“Heaven forbids us to say goodbye to anything that will help the damned workers in the United States of America,” roared Democrat Tim Ryan, Democrat of Ohio, across the floor of the house on Tuesday, addressing Republicans who were lining up, to oppose the measure. The GOP, he said, seemed more interested in tax cuts and the moaning of “cancel culture” than helping American paperbacks.
“Stop talking about Dr. Seuss and work with us on American workers!” he added.
Union strengthening has been a priority for Democrats and some Republicans in Congress for decades as corporations, courts, and Republican-led states have slowly abandoned OSH. Declining union participation – just over 10 percent of American workers are in a union today, compared to a high of a third in the 1950s – coupled with stagnation in wages for the working class and middle class has put the issue at the forefront Democrats catapulted. Agenda.
Labor rights advocates point to studies suggesting that unions are helping to achieve higher wages regardless of race or gender, as well as a safer work environment – issues that gained greater resonance in the country during the pandemic and after protests against racial justice last year Have found public. Public polls suggest that support for unions is also growing.
“The PRO law is a civil rights law,” said Richard Trumka. The President of the AFL-CIO said in a recent interview. “If you have a union contract, everyone earns the same wages. There is no difference between men and women, black and white. There are LGBTQ protections for women. The law doesn’t always protect them, but their contracts do. “
The bill would not in itself create trade unions or change the right to organize. Rather, it seeks to ease the path to unionization by strengthening existing unions, introducing new protections for workers who want to band together to bargain as a bloc, and introducing new penalties for employers who want to undermine such efforts.

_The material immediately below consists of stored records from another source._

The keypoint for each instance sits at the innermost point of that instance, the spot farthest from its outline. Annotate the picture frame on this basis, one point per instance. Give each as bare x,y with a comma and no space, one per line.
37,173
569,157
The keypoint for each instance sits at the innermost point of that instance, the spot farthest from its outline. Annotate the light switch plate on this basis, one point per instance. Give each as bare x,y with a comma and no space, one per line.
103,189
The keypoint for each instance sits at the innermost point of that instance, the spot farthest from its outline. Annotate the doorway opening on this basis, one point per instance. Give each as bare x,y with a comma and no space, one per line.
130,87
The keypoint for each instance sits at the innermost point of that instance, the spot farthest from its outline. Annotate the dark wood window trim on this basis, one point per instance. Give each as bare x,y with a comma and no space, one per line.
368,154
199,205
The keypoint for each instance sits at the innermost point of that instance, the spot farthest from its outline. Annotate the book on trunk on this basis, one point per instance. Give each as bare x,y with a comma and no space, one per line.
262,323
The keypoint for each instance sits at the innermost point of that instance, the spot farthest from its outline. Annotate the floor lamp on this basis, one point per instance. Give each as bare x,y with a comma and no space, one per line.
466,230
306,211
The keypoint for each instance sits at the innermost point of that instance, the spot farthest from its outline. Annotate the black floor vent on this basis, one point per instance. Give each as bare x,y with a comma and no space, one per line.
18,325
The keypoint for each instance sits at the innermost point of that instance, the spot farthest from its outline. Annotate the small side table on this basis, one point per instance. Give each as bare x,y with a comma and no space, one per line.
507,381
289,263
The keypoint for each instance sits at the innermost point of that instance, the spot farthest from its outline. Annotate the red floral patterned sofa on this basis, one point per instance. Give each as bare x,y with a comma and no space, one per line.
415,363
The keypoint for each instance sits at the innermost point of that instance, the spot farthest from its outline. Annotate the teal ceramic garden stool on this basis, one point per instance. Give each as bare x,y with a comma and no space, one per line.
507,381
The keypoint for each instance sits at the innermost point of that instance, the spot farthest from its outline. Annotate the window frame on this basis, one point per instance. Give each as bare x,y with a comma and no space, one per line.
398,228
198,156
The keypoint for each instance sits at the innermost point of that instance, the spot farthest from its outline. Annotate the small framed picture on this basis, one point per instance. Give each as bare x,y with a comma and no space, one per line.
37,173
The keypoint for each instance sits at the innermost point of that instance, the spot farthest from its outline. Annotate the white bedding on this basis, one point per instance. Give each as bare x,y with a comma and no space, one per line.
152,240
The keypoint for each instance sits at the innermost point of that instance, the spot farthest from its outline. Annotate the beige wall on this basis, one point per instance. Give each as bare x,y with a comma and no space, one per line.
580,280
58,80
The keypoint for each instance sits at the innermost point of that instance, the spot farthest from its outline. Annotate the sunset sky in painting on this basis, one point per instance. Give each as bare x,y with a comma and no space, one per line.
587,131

For example, the measure would deprive employers of some of their most effective tools for stopping an organizing campaign: calling mandatory meetings to dissuade employees from unionizing, as Amazon has done, and permanent replacement of striking workers.
It would, for the first time, give real teeth to the National Labor Relations Board, which enforces labor law and enables federal regulators to impose fines and other significant penalties on companies that violate the rights of their workers. Studies suggest that such violations are widespread as employers have no real ramifications for their actions. And unjustified workers would be given new rights to sue in court if the board of directors refused to prosecute their cases.